Efficiently read and sort a file containing lines of text in Haskell

Question

I happened to sort a list of german words by their natural frequency¹. I am not happy about the memory performance of my algorithm.

The graphic is created with hp/D3.js. It shows the runtime heap for V1, V2, and V3, as given in the code below.

I uploaded the complete code including short instructions on how to run with profiling (via stack and nix) on github here.

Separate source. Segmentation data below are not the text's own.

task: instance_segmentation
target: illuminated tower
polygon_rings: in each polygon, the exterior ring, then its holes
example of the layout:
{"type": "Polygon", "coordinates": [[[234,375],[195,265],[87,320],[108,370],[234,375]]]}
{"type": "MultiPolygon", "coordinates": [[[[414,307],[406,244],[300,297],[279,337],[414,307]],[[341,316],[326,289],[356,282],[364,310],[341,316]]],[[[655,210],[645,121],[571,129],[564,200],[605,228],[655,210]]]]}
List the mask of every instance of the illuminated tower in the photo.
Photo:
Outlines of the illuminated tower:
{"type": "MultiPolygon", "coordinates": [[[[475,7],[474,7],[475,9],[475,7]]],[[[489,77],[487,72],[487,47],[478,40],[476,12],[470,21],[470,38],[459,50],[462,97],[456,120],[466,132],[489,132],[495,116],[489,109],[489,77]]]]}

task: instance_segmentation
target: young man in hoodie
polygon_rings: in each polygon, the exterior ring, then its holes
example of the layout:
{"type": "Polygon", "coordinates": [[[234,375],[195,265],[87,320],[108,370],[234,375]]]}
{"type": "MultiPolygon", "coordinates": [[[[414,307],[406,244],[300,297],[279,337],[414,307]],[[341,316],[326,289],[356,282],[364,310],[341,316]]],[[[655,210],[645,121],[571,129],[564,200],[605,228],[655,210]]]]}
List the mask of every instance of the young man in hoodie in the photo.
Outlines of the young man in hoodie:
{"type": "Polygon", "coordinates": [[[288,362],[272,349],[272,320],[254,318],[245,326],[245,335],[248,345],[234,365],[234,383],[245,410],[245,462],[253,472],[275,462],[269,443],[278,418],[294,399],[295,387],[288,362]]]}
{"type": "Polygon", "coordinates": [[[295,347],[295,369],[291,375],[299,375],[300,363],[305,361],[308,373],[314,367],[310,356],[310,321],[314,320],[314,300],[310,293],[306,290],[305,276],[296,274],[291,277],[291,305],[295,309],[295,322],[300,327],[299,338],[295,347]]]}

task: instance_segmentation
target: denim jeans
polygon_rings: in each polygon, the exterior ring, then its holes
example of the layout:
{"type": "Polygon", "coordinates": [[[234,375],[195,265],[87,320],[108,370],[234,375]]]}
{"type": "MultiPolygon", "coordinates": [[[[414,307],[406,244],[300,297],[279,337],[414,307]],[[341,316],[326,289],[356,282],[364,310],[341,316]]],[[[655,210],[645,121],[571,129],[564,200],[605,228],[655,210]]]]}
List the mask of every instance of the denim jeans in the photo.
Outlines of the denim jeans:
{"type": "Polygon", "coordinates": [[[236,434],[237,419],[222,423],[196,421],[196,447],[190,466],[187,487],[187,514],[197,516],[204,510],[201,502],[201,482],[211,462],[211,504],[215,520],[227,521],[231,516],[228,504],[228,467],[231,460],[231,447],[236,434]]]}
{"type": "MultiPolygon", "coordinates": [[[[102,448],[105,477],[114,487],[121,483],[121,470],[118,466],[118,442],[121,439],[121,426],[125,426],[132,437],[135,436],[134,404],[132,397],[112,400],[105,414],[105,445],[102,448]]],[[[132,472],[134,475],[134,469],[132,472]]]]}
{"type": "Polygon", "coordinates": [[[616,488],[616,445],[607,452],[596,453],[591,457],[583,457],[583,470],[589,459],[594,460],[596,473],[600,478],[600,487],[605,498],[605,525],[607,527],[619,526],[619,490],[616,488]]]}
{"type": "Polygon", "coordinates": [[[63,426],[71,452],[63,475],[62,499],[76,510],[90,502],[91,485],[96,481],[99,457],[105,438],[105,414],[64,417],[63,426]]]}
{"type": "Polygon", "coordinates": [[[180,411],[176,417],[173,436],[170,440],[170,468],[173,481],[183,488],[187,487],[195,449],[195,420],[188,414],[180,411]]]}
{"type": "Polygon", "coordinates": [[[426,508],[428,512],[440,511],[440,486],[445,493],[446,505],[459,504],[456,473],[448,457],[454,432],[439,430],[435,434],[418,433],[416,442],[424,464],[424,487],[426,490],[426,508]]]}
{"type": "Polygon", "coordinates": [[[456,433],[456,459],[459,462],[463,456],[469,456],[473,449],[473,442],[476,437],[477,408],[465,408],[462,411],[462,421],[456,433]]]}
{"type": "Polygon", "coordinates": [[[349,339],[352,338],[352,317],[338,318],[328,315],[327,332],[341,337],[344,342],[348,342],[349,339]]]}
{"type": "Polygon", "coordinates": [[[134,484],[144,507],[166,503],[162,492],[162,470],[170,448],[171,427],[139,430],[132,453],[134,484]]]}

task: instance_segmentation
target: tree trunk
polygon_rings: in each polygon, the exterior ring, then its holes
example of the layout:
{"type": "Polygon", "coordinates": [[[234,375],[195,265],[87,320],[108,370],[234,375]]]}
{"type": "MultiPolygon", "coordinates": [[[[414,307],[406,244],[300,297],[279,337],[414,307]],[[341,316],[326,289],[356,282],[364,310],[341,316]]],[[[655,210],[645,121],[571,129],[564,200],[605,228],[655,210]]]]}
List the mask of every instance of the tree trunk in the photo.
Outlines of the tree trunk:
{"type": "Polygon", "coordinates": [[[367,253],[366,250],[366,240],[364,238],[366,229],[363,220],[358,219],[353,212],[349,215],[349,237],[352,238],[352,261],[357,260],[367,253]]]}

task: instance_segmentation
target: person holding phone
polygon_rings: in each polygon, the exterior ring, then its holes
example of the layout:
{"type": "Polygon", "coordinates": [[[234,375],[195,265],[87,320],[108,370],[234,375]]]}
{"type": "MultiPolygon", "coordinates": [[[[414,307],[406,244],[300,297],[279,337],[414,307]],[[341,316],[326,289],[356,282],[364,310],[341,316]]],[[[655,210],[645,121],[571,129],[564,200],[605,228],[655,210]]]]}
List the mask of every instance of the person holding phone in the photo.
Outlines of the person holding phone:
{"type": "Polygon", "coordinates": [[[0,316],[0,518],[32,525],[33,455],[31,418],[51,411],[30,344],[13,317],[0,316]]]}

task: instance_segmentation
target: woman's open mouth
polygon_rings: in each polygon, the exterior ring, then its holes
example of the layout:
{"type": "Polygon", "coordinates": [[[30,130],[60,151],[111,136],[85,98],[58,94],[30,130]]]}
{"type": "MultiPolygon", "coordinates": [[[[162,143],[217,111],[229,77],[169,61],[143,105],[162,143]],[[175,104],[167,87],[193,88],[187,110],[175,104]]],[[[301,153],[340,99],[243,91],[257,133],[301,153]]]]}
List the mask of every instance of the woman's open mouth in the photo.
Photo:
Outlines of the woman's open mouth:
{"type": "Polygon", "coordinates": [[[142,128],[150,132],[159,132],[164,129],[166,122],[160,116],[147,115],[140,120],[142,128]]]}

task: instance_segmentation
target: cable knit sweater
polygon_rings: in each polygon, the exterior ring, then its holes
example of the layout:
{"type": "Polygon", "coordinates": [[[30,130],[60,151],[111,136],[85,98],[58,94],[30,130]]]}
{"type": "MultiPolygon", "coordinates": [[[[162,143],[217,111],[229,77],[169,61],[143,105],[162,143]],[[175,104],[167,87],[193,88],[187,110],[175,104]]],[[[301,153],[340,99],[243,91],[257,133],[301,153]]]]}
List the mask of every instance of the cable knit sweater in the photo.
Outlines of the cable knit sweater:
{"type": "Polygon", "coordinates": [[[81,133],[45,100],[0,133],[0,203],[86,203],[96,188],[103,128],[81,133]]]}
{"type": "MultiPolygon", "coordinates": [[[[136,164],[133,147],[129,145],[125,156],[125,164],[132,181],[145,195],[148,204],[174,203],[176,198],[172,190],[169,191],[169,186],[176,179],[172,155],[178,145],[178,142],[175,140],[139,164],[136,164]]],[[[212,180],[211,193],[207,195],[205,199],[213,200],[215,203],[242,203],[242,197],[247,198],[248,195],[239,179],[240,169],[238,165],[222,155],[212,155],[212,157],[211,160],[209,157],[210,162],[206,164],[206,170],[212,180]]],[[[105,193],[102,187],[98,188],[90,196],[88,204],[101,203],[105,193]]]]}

It is pasted complete below as well.

The Version 1 reads both large files using strict IO from Data.Text.IO. It can be seen quite nicely how there is a difference to Version 2 and 3 with Lazy IO from Data.Text.Lazy.IO: Something jumps into existence immediately, whereas the Version 2 and 3 build up.

Size of the data structures

I can give quite accurate sizes based on these formulae, and I know what's in the files, averaging the length of the german words there to about 16 characters. These numbers are not interpreted from the output, but rather calculated independendly.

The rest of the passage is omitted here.